The Southeast Asia LLM (SeaLLM) was pre-trained on Vietnamese, Indonesian, Thai, Malay, Khmer, Lao, Tagalog, and Burmese data sets, and has outperformed other open-source models in linguistic and safety tasks. SeaLLMs exhibit remarkable proficiency in language understanding and generation tasks, presenting a formidable challenge to dominant models like ChatGPT-3.5, especially in Southeast Asian (SEA) languages.

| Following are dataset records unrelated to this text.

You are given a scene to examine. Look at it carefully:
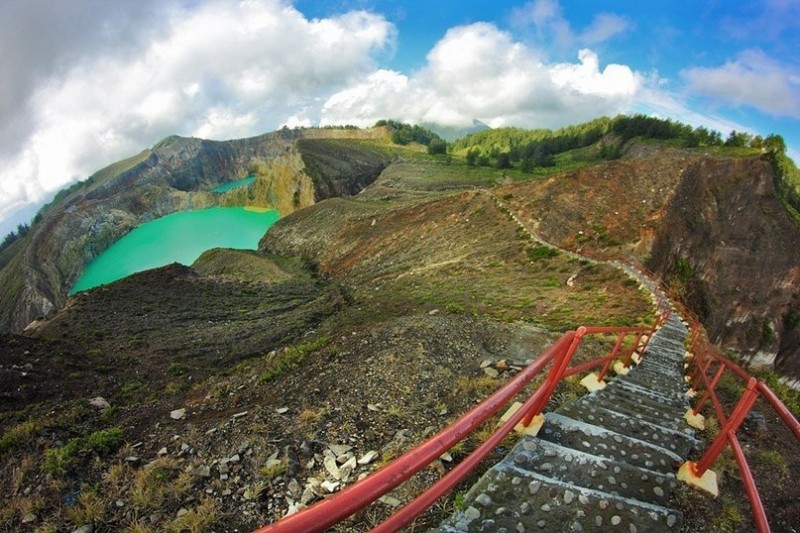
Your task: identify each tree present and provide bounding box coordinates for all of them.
[467,149,478,167]
[428,139,447,155]
[725,130,752,147]
[495,152,511,169]
[519,157,534,174]
[764,133,786,154]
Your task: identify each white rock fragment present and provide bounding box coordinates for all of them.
[339,457,356,482]
[319,479,339,492]
[89,396,111,411]
[323,457,342,479]
[358,450,378,465]
[328,444,353,457]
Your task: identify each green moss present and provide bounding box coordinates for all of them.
[258,336,330,383]
[0,420,41,457]
[42,427,122,474]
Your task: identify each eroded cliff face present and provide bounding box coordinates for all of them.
[0,130,389,332]
[482,145,800,379]
[649,157,800,377]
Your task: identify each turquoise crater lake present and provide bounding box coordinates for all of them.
[70,207,279,295]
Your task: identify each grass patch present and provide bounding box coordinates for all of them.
[758,450,789,475]
[755,371,800,417]
[258,336,330,383]
[42,427,122,474]
[0,420,42,457]
[525,246,559,261]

VinaLLaMA: LLaMA-based Vietnamese Foundation Model
VinaLLaMA, a foundational LLM designed specifically for the Vietnamese language. VinaL- LaMA, built on top of LLaMA-2, represents a vital stride towards linguistic inclusivity in AI, adeptly addressing the syntactic and semantic intricacies of Vietnamese.
LLaMAntino: LLaMA 2 Models for Effective Text Generation in Italian Language
LLaMAntino is the Italian iteration of Llama 2, developed by researchers at the University of Bari Aldo Moro, Italy. Through the fine-tuning of pre-trained LLaMA 2 models with 13 and 7 billion parameters and using a substantial dataset of Italian text, they created the LLaMAntino-2-7b-hf-ITA and LLaMAntino-2-13b-hf-ITA models.
This model aims to provide Italian NLP researchers with a tool to tackle tasks such as information extraction and closed qa.
Dutch Llama v2 13B
It is a Dutch model based on Llama 2. This model is a fine-tuned version of BramVanroy/llama2-13b-ft-mc4_nl_cleaned_tiny on the BramVanroy/dutch_chat_datasets dataset on a context of 4096 tokens.
Depending on the input, the model can provide satisfactory outcomes, taking into account its 13B size and limited pretraining in Dutch. However, it’s essential to note that the model lacks human feedback during training and lacks safeguards, potentially leading to unexpected or offensive content based on the query.